As a matter of fact, I think that we should keep a significant fleet of gas-fired power plants - but use them on a partial load basis, as peakers or as temporary suppliers when renewables are less available.

What matters is to limit the number of MWh produced by gas, rather than the number of MWs of capacity from gas-fired plants.

Generally, the goal is not necessarily to eliminate gas usage, but at least to limit it - and certainly to avoid building it up.

"we should keep a significant fleet of gas-fired power plants - but use them on a partial load basis..."

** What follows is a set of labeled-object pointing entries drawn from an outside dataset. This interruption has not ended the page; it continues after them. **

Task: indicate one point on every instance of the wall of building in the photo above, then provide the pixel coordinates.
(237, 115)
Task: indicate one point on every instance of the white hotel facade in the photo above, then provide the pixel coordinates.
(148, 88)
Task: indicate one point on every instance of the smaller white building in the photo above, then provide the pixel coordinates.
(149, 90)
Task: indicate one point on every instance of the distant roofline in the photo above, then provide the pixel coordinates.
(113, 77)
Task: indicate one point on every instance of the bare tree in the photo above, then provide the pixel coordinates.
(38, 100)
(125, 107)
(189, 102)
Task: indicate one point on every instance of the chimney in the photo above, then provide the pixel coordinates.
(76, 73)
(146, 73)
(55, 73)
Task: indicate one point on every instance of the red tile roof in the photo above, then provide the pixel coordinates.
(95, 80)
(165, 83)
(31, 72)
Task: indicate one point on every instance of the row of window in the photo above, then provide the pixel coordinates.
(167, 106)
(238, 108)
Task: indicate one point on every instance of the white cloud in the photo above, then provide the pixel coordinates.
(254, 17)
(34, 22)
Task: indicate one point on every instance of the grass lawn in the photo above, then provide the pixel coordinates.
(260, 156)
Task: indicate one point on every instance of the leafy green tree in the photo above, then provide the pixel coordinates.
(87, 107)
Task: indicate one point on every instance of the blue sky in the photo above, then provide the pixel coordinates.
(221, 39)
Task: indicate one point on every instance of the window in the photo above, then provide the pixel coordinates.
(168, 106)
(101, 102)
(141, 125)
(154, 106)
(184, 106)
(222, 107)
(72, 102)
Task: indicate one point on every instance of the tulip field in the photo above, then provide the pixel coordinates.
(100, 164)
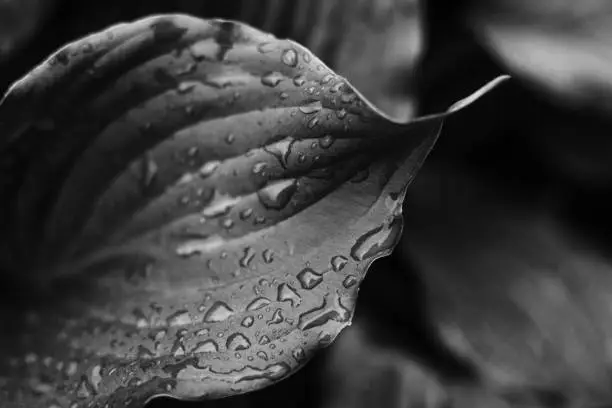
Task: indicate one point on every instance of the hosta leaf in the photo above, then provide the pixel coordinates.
(191, 206)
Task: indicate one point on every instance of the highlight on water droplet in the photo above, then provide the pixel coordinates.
(289, 57)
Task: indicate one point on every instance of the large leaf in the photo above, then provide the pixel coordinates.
(189, 207)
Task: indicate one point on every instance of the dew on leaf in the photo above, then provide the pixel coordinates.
(309, 279)
(218, 312)
(289, 57)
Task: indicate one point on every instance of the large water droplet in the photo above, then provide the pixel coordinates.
(299, 80)
(218, 312)
(209, 168)
(238, 341)
(326, 142)
(277, 317)
(312, 107)
(277, 195)
(338, 263)
(272, 79)
(309, 279)
(289, 57)
(247, 257)
(248, 321)
(377, 241)
(180, 318)
(258, 303)
(287, 294)
(207, 346)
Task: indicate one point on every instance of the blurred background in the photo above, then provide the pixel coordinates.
(500, 293)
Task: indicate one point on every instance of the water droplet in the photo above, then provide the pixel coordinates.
(289, 57)
(299, 355)
(238, 341)
(277, 195)
(312, 107)
(207, 346)
(268, 256)
(338, 263)
(327, 79)
(313, 122)
(228, 223)
(287, 294)
(209, 168)
(180, 318)
(277, 317)
(259, 168)
(248, 321)
(299, 80)
(272, 79)
(186, 87)
(349, 281)
(309, 279)
(258, 303)
(218, 312)
(149, 170)
(266, 47)
(247, 257)
(326, 142)
(377, 241)
(203, 332)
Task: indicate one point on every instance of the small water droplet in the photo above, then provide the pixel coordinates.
(247, 257)
(338, 263)
(272, 79)
(258, 303)
(186, 87)
(289, 57)
(218, 312)
(377, 241)
(278, 194)
(245, 214)
(298, 354)
(311, 107)
(238, 341)
(287, 294)
(326, 142)
(299, 80)
(313, 122)
(248, 321)
(207, 346)
(309, 279)
(268, 256)
(228, 223)
(349, 281)
(277, 317)
(259, 168)
(209, 168)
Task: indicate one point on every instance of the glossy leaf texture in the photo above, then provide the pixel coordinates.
(190, 208)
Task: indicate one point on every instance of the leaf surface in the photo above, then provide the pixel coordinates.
(191, 206)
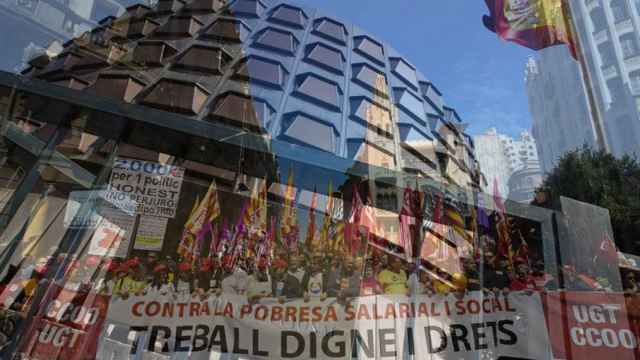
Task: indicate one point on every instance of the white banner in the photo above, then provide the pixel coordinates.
(153, 187)
(376, 327)
(113, 233)
(151, 232)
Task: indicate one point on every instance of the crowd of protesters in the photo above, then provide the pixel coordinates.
(293, 276)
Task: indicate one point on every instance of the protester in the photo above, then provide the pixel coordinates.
(523, 280)
(420, 283)
(184, 283)
(629, 283)
(470, 271)
(351, 278)
(393, 279)
(278, 274)
(334, 272)
(235, 279)
(440, 287)
(259, 284)
(370, 285)
(161, 284)
(293, 279)
(496, 273)
(540, 276)
(314, 281)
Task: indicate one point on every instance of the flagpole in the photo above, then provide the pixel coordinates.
(596, 116)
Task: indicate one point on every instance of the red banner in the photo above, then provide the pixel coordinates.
(589, 325)
(68, 326)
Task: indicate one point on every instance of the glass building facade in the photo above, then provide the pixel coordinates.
(211, 180)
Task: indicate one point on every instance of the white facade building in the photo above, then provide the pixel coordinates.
(501, 157)
(558, 106)
(609, 34)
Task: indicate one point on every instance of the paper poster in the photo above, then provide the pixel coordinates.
(113, 233)
(150, 234)
(154, 188)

Second this, the gas-fired power plants are generally the newest so better these than coal. Nowadays weather forecats are pretty accurate so we will know ahead of time if the wind is likely to be having a rest and thus will need more gas/electricity. It would be sensible for the UK to have much better gas storage facilities for winter peaks.

We need gas to manage wind intermittency.

Currently the UK has around 12 days storage for NG, and from memory France about 99 days and Germany 120.
We are not in a position to manage anything, whether a winter cold snap, a supply interruption or intermittency of renewables.

So Brown chooses to upset a major supplier.

I never thought I would say this about Alec Salmond , but at least one UK politico looks like he has a brain:

http://thescotsman.scotsman.com/latestnews/-1000-new-hydro-schemes.44472...

1,000 new hydro schemes to power Scottish homes

By Jenny Howarth
SCOTLAND is set to enter a new era of hydro power after an influential report revealed untapped potential for more than 1,000 new schemes across the country, The Scotsman can reveal.
The study, commissioned by the Scottish Government, reveals enough extra hydro potential to power a quarter of the nation's homes.

It shows there are still 657 megawatts of financially viable hydro electricity schemes to exploit, which would power about 600,000 homes.

http://www.guardian.co.uk/environment/2008/sep/02/water.scotland

Scotland hopes for big increase in hydro power
• Severin Carrell, Scotland correspondent
• The Guardian,
• Tuesday September 2 2008
• Article history
A new generation of large hydroelectric dams and smaller plants across the Highlands could produce enough clean energy for more than half a million homes, a ministerial taskforce has estimated.
A report published today by Scottish ministers suggests that up to 128 new dams and scores of smaller schemes powered by the natural flow of a river could be built across the western and southern Highlands, generating enough electricity for a quarter of Scotland's homes. Scottish executive officials said this would be a "significant step forward" to meeting the Scottish National party's ambitions of generating half the country's electricity from renewable sources by 2020.

Yesterday, water began flooding into the reservoir for the largest new hydro scheme to be built in a generation after the first minister, Alex Salmond, ceremonially closed a sluice gate at Glendoe, a 200 megawatt scheme buried under a mountain near Loch Ness.